The news that a foreign government has launched an effort to "support" his father ought to be, at the least, surprising news to Trump the younger. The sentence certainly would stand out even without our helpful bolding here: It's an assertion that the government of a not-entirely friendly foreign power is ready and willing to aid the Republican presidential campaign, and it comes along with a specific form of aid: Secret, "very high level and sensitive" information about his American opponent.
Here's Donald Trump Jr.'s complete, same-day response:
Thanks Rob I appreciate that. I am on the road at the moment but perhaps I just speak to Emin first. Seems we have some time and if it’s what you say I love it especially later in the summer. Could we do a call first thing next week when I am back?
He's apparently not the slightest bit surprised by Goldstone's claim that the information is "part of" a Russian effort to "support" Trump. He doesn't even acknowledge the statement, but instead offers a thanks, says I love it and is already apparently musing about its use later in the summer.
That's an odd, odd reaction to the news that a foreign nation has just inserted itself into your presidential campaign. But Junior doesn't appear to find it odd at all.
The "Russia and its government's support for Mr. Trump" assertion is both presented as already-known information, and is accepted as that. The two sides instead get down to discussing how to hand over the information to be handed over.
This isn't just a revelation of some one-time collusion between Russian government intelligence efforts and the Trump presidential campaign. This seems to be a revelation that as of the June meeting, a relationship between the Trump campaign and the Russian government had already been established.

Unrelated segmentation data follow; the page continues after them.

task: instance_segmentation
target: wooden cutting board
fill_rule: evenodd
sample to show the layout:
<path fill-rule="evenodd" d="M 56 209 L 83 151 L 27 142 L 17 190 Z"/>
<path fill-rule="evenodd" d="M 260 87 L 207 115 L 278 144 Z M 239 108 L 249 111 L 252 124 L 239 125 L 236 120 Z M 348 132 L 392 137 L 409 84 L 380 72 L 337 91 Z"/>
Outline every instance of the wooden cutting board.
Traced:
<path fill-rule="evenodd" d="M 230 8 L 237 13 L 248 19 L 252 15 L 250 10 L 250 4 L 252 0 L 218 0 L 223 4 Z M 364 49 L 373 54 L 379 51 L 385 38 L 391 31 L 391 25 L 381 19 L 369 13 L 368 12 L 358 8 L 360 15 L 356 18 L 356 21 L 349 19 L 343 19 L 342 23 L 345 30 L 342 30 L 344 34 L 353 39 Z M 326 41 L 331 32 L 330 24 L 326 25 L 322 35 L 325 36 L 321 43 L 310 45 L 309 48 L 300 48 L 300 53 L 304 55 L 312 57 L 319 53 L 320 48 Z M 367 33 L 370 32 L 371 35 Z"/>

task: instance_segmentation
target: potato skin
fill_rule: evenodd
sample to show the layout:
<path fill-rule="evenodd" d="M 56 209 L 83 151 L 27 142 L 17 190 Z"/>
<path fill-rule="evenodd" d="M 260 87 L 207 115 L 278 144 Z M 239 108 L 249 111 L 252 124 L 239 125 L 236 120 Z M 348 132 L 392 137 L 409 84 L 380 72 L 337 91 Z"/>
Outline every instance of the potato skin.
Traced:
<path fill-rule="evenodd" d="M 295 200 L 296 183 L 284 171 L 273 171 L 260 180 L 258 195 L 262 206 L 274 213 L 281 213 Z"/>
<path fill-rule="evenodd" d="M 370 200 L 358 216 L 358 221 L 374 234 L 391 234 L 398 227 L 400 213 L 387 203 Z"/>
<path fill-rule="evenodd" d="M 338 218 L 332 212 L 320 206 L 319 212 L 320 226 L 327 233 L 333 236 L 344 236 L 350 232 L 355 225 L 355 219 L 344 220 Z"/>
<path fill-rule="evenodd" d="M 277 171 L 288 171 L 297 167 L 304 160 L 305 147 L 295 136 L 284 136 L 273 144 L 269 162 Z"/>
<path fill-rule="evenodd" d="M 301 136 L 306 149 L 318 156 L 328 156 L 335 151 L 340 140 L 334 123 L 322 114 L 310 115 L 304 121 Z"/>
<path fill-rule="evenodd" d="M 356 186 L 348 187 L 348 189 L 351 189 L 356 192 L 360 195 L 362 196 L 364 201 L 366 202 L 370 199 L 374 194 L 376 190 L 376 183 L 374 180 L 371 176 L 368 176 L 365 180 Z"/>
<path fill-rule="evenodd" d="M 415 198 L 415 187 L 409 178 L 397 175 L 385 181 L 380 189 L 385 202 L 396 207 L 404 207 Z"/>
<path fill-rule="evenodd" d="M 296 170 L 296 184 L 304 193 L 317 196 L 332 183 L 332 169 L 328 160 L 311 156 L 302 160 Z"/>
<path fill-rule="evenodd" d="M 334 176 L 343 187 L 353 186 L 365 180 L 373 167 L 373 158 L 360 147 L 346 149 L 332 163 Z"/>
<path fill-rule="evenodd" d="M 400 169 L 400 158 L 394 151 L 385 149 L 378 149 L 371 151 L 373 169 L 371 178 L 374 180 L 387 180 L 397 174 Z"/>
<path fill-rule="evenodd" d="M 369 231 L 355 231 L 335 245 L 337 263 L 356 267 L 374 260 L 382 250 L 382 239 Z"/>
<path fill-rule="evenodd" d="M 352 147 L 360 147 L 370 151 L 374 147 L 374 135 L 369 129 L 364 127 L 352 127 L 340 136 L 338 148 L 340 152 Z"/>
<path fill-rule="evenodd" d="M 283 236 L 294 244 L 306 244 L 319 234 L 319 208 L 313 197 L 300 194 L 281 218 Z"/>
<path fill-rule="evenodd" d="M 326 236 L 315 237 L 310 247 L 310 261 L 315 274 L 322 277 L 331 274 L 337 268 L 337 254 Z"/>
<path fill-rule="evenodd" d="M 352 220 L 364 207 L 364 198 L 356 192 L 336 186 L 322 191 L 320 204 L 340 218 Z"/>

Further evidence for that interpretation, of course, is that delicate little word that many bystanders are gravitating toward: part. Goldstone doesn't say that this information is the total of the Russian government's support for Trump. He says that this information is "part of" the Russian government's support for Trump. What other "parts" were there?
There's been talk of Russian financial support for campaign efforts here and, of course, a host of Russia-sponsored "fake news" sites providing pro-Trump slants on any story you might think of, but the most obvious known "part" of Russian government support for Trump, of course, is the Russian intelligence operations against Trump's opponents. Leaks of the information obtained by state-sponsored Russian operatives, in fact, began just one week after the Trump Tower meeting.
Donald Trump Jr.'s story is that the June 2016 meeting came out of nowhere, nothing substantive was discussed other than facilitating more Russian "adoption," which he found uninteresting, and nothing more came of it. There's very strong evidence that all three of those parts are untrue. The emails released show that Trump Jr. was unsurprised, in June, to hear that the Russian government was taking specific actions to assist the Trump campaign; the meeting was immediately followed by the release of documents previously stolen from the Democratic National Committee by Russian government-sponsored hackers.
This version of Trump's story doesn't hold up any better under scrutiny than the last three. We need to know why the Trump campaign was so unsurprised by the news that the Russian government would now be assisting them.